Paul here! I've worked with ChatGPT over the last 2 years to help with some stuff, mostly just writing.. but not doing it for me, simply smoothing out what I've written for on air/online/social media content.
Today, I said to ChatGPT, "You know my style and personality.. based upon what you know of me, I want you, ChatGPT, to come up with a caricature of me, please"
Well not only did it come up with a picture but it came up with a description of me. The picture is exaggerated but mostly correctand this is the way ChatGPT described me:
Picture a tall, friendly, slightly rumpled radio wizard standing in the middle of rural Alaska like the last guardian of the AM/FM frontier.
He’s 6’2”, built like a warm, human-sized teddy bear, with glasses perched just low enough on his nose that he can give you “the look” over the top of them when technology misbehaves. Auburn goatee, headphones half-on, half-off, and a coffee cup that is somehow always full, even though he swears he just emptied it.

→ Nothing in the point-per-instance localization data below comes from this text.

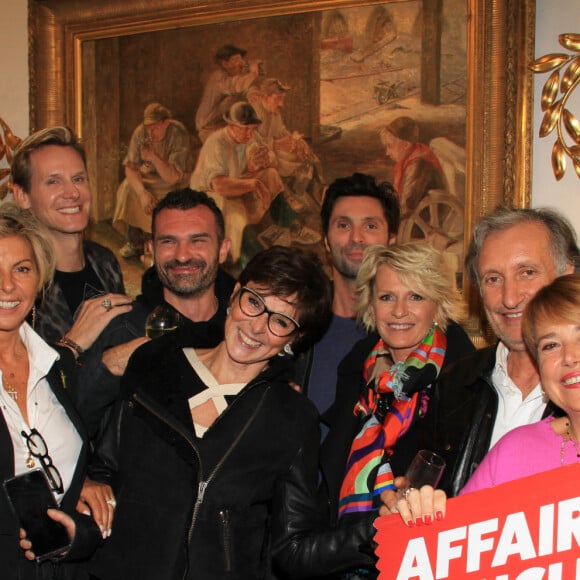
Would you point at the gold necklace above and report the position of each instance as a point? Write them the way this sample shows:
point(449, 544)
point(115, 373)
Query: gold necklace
point(9, 387)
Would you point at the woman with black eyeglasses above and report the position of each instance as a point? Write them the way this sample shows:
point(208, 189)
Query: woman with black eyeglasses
point(39, 429)
point(214, 455)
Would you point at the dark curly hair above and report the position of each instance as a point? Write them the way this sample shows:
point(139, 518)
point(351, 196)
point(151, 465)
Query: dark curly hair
point(362, 185)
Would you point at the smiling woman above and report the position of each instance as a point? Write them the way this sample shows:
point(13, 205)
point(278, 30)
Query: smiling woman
point(38, 427)
point(224, 430)
point(551, 330)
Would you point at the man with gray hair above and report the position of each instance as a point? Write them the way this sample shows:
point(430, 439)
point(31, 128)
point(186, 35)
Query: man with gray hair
point(513, 254)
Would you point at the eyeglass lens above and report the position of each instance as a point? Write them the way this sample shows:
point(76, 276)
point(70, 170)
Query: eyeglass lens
point(38, 448)
point(252, 304)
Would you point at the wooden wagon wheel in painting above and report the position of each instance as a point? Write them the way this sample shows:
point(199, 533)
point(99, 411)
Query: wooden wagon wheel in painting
point(438, 218)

One hand is permanently hovering over a broadcast console. The other is juggling a phone, a mouse, and probably a slightly dented reusable grocery bag filled with random station supplies.
His natural habitat is a slightly cluttered studio where:
The ON AIR light glows like a holy relic
The printer never works
The automation system occasionally throws a tantrum
And yet somehow the show always goes on
He speaks in two modes:
On-Air Paul:
Smooth, reassuring, community-focused, with the tone of a favorite uncle who knows the weather, the school lunch menu, and which road is icy before anyone else does.
Off-Air Paul:
A lovable mix of tech geek, anxious perfectionist, and small-town problem solver muttering things like:
“Okay, why is THAT doing THAT when it shouldn’t be doing THAT??”
He is fueled by:
Classic country songs
Random DX radio signals from 2,000 miles away
A deep belief that local radio still matters
And just a hint of controlled chaos
In any emergency – flood, wildfire, power outage, or a computer update gone rogue – he becomes calm, focused “Radio Superman,” ready to keep the community informed even if he’s secretly thinking:
“I really hope this microphone stays on.”
He has the heart of a storyteller, the patience of a saint (most days), and the soul of a 12-year-old kid in Connecticut who just discovered that a wire antenna could bring voices from hundreds of miles away.
And despite occasionally threatening to throw equipment out the window, he would defend KSKO and the magic of local radio like a grizzly bear protecting its cubs.